Más que gritos eran aullidos. No era como deseaba ni como lo había soñado, ni siquiera como lo había imaginado. Ese poderoso enlace que mantenía su mente anclada al dolor y al sabor metálico de la sangre, estuvo mucho tiempo rondando su cabeza. Sentir su vida fuera de su alcance y en las manos de él fue su anhelo y por fin se dio cuenta de que obtenía aquello que deseaba. Pero no fue fácil.

Mientras notaba como la vida se iba escapando en cada uno de los estertores de su garganta cuando él presionaba, indubitable las manos, cuando su cuello pasó de la tensión y el miedo a la languidez del desmayo, comprobó que no era dueña de su vida y que todo lo que había entregado estaba ahora del otro lado. Antes de cerrar los ojos vio en él toda la pasión y el corazón, su alma, su futuro certero y la necesidad de morir entre sus brazos, literal. Entonces aflojó y el aire inundó sus pulmones como en un  nuevo renacer, donde los ojos se llenaron de luz chisporroteante y que sin darse cuenta, boqueaba como un pez sacado del agua. Él acarciaiba su rostro y le decía que lo hiciese despacio, con calma. Su pecho dejó de moverse rápido y empezó a sentir que la vida volvía gateando a cada una de las células de su cuerpo.
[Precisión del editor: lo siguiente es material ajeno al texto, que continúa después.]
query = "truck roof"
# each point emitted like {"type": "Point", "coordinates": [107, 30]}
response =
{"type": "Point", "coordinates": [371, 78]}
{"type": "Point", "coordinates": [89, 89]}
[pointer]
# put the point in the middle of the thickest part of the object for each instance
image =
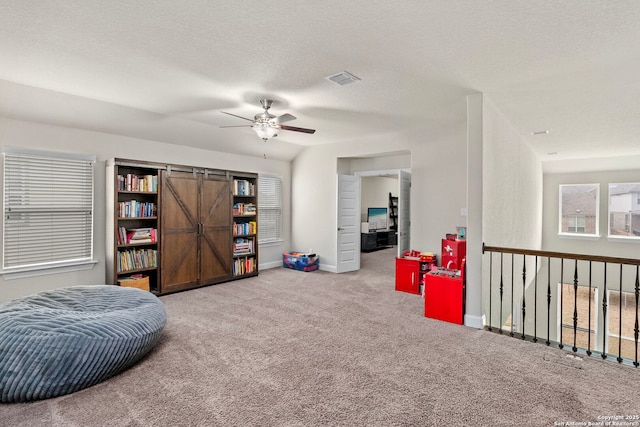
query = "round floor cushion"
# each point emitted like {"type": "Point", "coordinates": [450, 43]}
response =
{"type": "Point", "coordinates": [60, 341]}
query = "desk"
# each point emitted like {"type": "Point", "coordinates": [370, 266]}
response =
{"type": "Point", "coordinates": [376, 240]}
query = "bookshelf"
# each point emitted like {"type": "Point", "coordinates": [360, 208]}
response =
{"type": "Point", "coordinates": [183, 227]}
{"type": "Point", "coordinates": [132, 240]}
{"type": "Point", "coordinates": [245, 226]}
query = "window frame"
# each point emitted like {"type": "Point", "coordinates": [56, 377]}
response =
{"type": "Point", "coordinates": [580, 235]}
{"type": "Point", "coordinates": [264, 207]}
{"type": "Point", "coordinates": [629, 238]}
{"type": "Point", "coordinates": [15, 161]}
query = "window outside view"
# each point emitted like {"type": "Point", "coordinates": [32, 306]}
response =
{"type": "Point", "coordinates": [624, 210]}
{"type": "Point", "coordinates": [579, 209]}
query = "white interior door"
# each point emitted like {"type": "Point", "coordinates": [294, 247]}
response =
{"type": "Point", "coordinates": [404, 212]}
{"type": "Point", "coordinates": [348, 223]}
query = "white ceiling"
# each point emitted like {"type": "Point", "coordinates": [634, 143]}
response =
{"type": "Point", "coordinates": [164, 69]}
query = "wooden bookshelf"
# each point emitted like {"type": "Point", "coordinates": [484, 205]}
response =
{"type": "Point", "coordinates": [183, 227]}
{"type": "Point", "coordinates": [245, 226]}
{"type": "Point", "coordinates": [132, 230]}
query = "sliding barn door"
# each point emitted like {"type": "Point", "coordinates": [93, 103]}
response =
{"type": "Point", "coordinates": [179, 231]}
{"type": "Point", "coordinates": [216, 235]}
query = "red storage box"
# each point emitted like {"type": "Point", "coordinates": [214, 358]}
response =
{"type": "Point", "coordinates": [444, 297]}
{"type": "Point", "coordinates": [300, 261]}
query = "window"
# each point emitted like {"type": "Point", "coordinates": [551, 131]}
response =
{"type": "Point", "coordinates": [624, 210]}
{"type": "Point", "coordinates": [579, 209]}
{"type": "Point", "coordinates": [269, 209]}
{"type": "Point", "coordinates": [48, 210]}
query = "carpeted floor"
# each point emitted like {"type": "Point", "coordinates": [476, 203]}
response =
{"type": "Point", "coordinates": [289, 348]}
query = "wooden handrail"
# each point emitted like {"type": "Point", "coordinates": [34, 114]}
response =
{"type": "Point", "coordinates": [582, 257]}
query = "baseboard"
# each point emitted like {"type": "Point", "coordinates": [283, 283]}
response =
{"type": "Point", "coordinates": [329, 268]}
{"type": "Point", "coordinates": [474, 321]}
{"type": "Point", "coordinates": [268, 265]}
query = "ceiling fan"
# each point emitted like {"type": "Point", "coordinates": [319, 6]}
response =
{"type": "Point", "coordinates": [266, 125]}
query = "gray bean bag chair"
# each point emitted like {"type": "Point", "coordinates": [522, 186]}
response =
{"type": "Point", "coordinates": [61, 341]}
Odiaba las agujas, no el dolor, las agujas en sí. Belonefobia le dijo un día él. En cambio adoraba la sangre, se mordía el labio tan fuerte cuando se corría que el sabor de la sangre era un indicio de su disfrute y necesario para consumar un éxtasis brutal. Una vez se lo comentó, cuando sintió su lengua lamer el carmesí líquido y lo saboreó con dulzura. A partir de ese momento juguetearon con la sangre, cuando regaba sus pezones en finos regatos que el succionaba con deleite y ella adoraba. Después con un cuchillo, afilado donde él demostraba su destreza con cortes precisos, pequeños y disimulados. Le encantaba ver el contraste de su piel lechosa y la sangre intensa. Él a veces le dibujaba con los dedos figuras imaginarias de algún lugar de su imaginación.

Muy al contrario de lo que podría suponerse, nunca se sintió en peligro, nunca sintió dolor extremo aunque a veces jugaban a eso. Entonces se dieron cuenta de que en realidad no era un juego, sino una forma de estrechar unos lazos entre sí que nadie entendería jamás.

Las manos volvieron a presionar su cuello y el comenzó de nuevo a embestir como el animal salvaje y oculto de la sociedad que era, amante de su sangre, de su cuerpo y de su placer y dolor. Se perdió de nuevo entre sus nebulosas ensoñaciones mientras dejaba de respirar y aquellos ojos le susurraban canciones hermosas.